A sustentabilidade e a preservação do planeta e a flexibilidade no trabalho encaixam-se assim, como uma luva, nas aspirações da geração Millennial (onde o peso dos chamados ‘nómadas digitais’ já era significativo) , tornando incontornável esta tendência. E se as estas constatações juntarmos os resultados até agora da gestão desta crise sanitária em Portugal, o país poderá potenciar ainda mais a sua capacidade de atração junto destes profissionais globalizados, defendem estes especialistas.
“Os millennials gostam de ser flexíveis, quer em termos de horário, quer em termos de mobilidade, hoje estão em Portugal, amanhã estão num outro país. E os resultados do inquérito mostram isso – 83% considera relevante a inclusão da possibilidade de teletrabalho associado a uma agenda flexível numa proposta de trabalho”, especificou Maria Empis, diretora do departamento de Research, acrescentando que “Portugal tem claramente uma oportunidade para se posicionar bem na questão do teletrabalho”.
“O país tem as boas condições que já se conhecem e com a implementação do teletrabalho pelo mundo podemos ganhar aqui uma enorme vantagem de atrair pessoas que querem viver cá, podendo trabalhar para fora”, enfatizou Maria Empis.
O inquérito mostrou, por exemplo, que 69% considera que o teletrabalho não impede a progressão das carreiras, 71% realçou que contribui para uma melhoria do desempenho profissional e 57% que favorece a redução do stress.
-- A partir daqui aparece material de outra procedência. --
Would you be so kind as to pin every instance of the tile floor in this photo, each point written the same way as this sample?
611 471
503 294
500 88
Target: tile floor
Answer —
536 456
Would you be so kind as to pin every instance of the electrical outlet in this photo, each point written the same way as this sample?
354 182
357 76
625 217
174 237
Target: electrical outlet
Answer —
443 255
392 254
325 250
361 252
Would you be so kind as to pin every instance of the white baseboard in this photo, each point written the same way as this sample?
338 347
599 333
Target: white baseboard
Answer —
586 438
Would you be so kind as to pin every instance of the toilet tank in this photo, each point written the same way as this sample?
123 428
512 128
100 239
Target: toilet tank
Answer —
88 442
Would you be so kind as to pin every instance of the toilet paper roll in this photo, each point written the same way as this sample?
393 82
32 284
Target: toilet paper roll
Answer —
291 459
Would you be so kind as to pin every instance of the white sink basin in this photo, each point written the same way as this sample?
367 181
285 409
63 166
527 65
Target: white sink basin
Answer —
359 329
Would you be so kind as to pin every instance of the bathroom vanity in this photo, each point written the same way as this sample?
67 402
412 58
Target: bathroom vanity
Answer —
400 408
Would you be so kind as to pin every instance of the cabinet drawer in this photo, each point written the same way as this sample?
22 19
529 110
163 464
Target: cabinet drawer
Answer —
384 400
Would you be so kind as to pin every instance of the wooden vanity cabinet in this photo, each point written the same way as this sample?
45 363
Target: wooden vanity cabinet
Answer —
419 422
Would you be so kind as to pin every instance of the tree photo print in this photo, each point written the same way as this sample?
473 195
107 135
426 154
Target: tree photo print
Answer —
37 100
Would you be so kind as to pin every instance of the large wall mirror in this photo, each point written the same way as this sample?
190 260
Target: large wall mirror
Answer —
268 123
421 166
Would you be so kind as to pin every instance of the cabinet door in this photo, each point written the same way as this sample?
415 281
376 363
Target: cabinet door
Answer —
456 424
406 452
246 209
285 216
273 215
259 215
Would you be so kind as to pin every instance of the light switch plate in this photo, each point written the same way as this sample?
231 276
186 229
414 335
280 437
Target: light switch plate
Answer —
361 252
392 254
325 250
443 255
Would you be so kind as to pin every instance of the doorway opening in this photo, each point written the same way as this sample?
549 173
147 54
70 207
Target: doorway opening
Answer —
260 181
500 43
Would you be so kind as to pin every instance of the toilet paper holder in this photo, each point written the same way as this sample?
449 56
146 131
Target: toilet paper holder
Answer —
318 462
Mas será o fim dos escritórios? Não, de todo, referem os especialistas. O teletrabalho reveste-se de algumas “desvantagens como o isolamento social e o isolamento profissional” por isso vai haver, sim, uma adaptação às novas tendências. E é, no equilíbrio que está a virtude, defenderam os responsáveis da JLL.
“A palavra ‘experiência’ ganhou um novo sentido nestes tempos mais recentes, Porque as pessoas provaram a si próprias que conseguem fazer quase tudo a partir de casa. Mas é fora de casa que acontecem as grandes experiências. Boas ou más. Podemos trabalhar bem em casa mas também é fundamental a partilha de ideias e a comunicação presencial com colegas e chefias. As nossas crianças podem estudar bem em casa mas faz-lhe falta o convívio com os colegas. São estas experiências que enriquecem mais a vida e não vão deixar de existir”, rematou ainda Pedro Lancastre, diretor-geral da JLL.